Gypse : « Les terrains se sont bien améliorés »

Rédaction Vendée agricole

Plus de 15 000 tonnes sont en cours d’épandage dans le sud Vendée. Une 3ème campagne qui laisse présager qu’il faudra encore gypser dans les années à venir.

En longeant les routes du sud Vendée, dans les secteurs de la baie de l’Aiguillon, de drôles de pyramides blanches arborent les bords de champs. Un paysage malheureusement devenu « commun » suite au passage de la tempête Xynthia, car ces tas sont des mottes de gypse. Pour rappel le gypse est constitué de sulfate de calcium hydraté. Il joue un rôle de captage du sodium qui est présent dans les terres qui ont été submergées par l’eau de mer. « C’est la 3e campagne qui nous débutons. Au début, ce sont 43 000 tonnes de gypse qui ont été épandues, puis 23 000 et enfin 15 000 tonnes cette année, explique Antoine Priouzeau, chargé du dossier à la FDSEA 85. Les terrains se sont bien améliorés et depuis 2010 c’est la première année où les agriculteurs ont pu tirer un revenu de leur récolte. Ce qui a permis de renforcer les trésoreries. » Retour à la normale donc pour les prochaines cultures qui seront semées en Sud Vendée ? « Oui, il faut reconduire les cultures comme auparavant : céréales à paille, maïs, tournesol. C’est en voyant le rendement et avec le suivi de culture sur ces parcelles que nous pourrons évaluer l’effet produit. », commente Dominique Mazoué, conseiller chambre d’agriculture. Et en réalisant des analyses sur la salinité des sols. Des tests prévus au niveau de la chambre d’agriculture sur différents paliers : 0-30 cm ; 30-60 cm et 60-90 cm sont d’ailleurs programmés.

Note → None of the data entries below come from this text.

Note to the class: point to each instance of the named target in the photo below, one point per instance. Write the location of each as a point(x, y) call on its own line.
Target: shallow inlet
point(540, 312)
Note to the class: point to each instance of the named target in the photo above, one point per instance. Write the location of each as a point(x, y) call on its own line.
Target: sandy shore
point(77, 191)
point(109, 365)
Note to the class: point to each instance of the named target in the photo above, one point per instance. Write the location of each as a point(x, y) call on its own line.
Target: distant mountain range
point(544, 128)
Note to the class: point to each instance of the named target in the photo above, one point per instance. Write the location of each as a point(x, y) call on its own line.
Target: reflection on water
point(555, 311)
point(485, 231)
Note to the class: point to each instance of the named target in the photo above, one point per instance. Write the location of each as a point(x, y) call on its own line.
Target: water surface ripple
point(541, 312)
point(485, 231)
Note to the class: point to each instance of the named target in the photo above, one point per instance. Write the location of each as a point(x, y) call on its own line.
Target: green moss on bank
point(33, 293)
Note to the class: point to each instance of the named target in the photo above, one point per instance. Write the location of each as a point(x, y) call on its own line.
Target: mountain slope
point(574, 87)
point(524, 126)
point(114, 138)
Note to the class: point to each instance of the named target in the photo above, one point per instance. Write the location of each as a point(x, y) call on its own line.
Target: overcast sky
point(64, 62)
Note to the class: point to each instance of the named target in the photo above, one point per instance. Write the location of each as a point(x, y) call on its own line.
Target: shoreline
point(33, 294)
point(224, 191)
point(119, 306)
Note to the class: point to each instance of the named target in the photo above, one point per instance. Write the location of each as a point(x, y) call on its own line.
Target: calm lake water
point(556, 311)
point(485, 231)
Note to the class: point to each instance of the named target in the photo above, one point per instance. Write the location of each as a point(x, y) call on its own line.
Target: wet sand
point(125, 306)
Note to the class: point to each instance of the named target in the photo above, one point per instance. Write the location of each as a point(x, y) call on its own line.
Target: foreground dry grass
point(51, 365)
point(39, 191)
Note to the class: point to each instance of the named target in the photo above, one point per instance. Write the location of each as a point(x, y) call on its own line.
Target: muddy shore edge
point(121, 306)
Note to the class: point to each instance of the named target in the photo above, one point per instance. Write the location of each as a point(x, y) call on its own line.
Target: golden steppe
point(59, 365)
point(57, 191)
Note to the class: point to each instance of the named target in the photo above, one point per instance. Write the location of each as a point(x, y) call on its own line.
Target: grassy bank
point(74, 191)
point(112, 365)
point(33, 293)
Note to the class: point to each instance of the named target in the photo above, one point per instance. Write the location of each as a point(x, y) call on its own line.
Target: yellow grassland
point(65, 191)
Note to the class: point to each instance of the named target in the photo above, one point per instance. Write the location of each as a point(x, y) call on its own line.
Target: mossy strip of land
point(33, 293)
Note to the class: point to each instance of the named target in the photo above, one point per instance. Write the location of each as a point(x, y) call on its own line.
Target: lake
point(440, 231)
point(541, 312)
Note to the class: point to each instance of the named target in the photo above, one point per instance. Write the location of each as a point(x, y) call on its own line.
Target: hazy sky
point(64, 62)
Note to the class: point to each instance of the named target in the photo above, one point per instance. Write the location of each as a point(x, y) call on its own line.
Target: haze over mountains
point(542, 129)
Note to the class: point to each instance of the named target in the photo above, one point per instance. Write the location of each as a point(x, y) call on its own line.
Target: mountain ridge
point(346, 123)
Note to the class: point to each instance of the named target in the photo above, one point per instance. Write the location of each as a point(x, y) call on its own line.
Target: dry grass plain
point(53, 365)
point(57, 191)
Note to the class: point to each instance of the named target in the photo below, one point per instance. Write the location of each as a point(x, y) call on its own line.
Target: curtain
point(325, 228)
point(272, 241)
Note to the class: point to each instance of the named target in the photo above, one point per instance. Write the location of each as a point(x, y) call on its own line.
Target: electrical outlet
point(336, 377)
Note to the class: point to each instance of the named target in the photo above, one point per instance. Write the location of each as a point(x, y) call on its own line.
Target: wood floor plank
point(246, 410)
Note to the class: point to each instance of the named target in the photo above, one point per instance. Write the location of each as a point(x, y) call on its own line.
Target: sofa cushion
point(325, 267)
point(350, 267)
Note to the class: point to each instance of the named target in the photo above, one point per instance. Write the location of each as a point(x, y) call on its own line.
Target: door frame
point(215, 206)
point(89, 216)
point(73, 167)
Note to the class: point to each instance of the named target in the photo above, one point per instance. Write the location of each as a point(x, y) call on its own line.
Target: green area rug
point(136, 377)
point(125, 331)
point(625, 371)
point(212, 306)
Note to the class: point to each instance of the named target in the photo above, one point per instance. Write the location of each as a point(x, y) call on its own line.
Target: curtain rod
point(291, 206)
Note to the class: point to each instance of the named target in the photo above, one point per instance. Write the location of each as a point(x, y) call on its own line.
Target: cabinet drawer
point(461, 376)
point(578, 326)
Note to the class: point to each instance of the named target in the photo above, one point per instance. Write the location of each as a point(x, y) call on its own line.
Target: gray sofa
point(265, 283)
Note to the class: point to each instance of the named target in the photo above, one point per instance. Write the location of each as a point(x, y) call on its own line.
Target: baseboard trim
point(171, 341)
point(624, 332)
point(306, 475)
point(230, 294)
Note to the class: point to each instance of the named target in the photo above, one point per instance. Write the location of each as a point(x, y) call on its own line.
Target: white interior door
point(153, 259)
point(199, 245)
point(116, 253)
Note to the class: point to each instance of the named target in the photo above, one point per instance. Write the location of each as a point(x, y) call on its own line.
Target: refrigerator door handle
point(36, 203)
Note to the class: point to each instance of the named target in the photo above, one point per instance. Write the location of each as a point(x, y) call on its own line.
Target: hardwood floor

Cependant, une inquiétude subsiste encore : certaines parcelles devront encore être gypsées l’année prochaine. Pourtant c’est la dernière année pour l’engagement financier de l’Etat (55%) et du conseil général (10%). « Les 45% restants sont à la charge de l’exploitant et aujourd’hui ce sont des emprunts qui le remboursent. Tant que les trésoreries ne sont pas stabilisées, nous ne pouvons pas les laisser. », insiste Antoine Priouzeau. En attendant dans le Sud Vendée, au fur et à mesure des jours, les pyramides blanches disparaissent et elles laisseront place dans quelques mois à des cultures dites « traditionnelles ». « Pour que tout aille bien maintenant il nous faut un peu d’eau dans l’hiver. », constate Dominique Mazoué.